“Iba naman yung exercising sovereign rights,” he says
(Eagle News) — Unlike some of his colleagues, Senate President Aquilino Pimentel III sees nothing wrong with China’s naming of five undersea features at Philippine Rise.
“Without reading the convention or the treaty, or the rules governing the name, common sense tells me that no one has a monopoly of the power or the right to name features on earth. Wala naman pong ganun,” he said on Wednesday.
According to Pimentel, what China did was “only to name.”
“Iba naman yung exercising sovereign rights. Even sovereign rights do not mean sovereignty,” he said.
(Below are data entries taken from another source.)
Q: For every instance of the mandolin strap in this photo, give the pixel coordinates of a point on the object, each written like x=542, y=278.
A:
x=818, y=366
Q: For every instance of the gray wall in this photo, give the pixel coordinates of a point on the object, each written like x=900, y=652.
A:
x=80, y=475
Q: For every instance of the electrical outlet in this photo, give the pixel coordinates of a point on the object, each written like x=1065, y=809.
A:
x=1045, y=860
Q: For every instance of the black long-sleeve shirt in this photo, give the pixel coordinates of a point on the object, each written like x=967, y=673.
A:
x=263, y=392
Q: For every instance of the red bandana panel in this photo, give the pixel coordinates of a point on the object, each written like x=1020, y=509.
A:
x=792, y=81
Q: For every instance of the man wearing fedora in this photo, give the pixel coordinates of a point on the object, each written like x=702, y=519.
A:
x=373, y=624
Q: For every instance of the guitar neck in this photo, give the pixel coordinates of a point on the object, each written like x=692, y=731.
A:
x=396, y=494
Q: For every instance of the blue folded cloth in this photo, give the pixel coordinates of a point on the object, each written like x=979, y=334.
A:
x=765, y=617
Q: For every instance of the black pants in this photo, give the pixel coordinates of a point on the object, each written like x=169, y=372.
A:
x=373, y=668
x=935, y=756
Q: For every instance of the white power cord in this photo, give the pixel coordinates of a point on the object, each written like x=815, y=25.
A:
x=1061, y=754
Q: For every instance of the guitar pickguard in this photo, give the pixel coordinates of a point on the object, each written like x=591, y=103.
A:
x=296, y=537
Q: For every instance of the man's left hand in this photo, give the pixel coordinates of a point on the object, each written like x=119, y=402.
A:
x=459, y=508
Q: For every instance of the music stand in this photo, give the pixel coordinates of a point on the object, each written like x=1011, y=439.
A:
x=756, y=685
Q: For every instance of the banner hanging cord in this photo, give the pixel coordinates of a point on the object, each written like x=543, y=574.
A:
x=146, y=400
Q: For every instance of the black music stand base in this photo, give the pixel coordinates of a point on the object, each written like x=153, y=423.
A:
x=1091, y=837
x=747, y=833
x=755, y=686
“Una sa lahat, Benham Rise, sinong nagpangalan niyan…? Nagalit ba tayo noong Amerikano (ang nag) name niyan? Nagalit ba tayo? Ngayon, Chinese name, allergic tayo?” he asked.
Pimentel said the Philippines should “just follow procedures.”
“Ngayon kung naunahan tayo to name something, then there must be a procedure how to rename something so what’s the problem?” he said.
Earlier, Senators Antonio Trillanes IV and JV Ejercito urged the Philippine government to file a diplomatic protest against China.
Senator Panfilo Lacson also aired his concerns over China’s move to rename the five undersea features.
Jay Batongbacal, an associate professor at the University of the Philippines College of Law and director of the University of the Philippines Institute for Maritime Affairs and Law of the Sea, said these features were named the “Jinghao and Tianbao Seamounts located some 70 nautical miles east of Cagayan; the Haidonquing Seamount further east at 190 nautical miles; and the Cuiqiao Hill and Jujiu Seamount that form the central peaks of the Philippine Rise undersea geological province itself.”
He said all were “within 200 nautical miles of the east coast of Luzon, not in the region of the extended continental shelf but well within the “legal” continental shelf,” or “within 200 nautical miles, where the coastal State’s rights are ipso facto and ab initio and do not need to undergo a claim process.”
President Rodrigo Duterte has already said that the Philippine Rise–formerly named Benham Rise–was the Philippines’.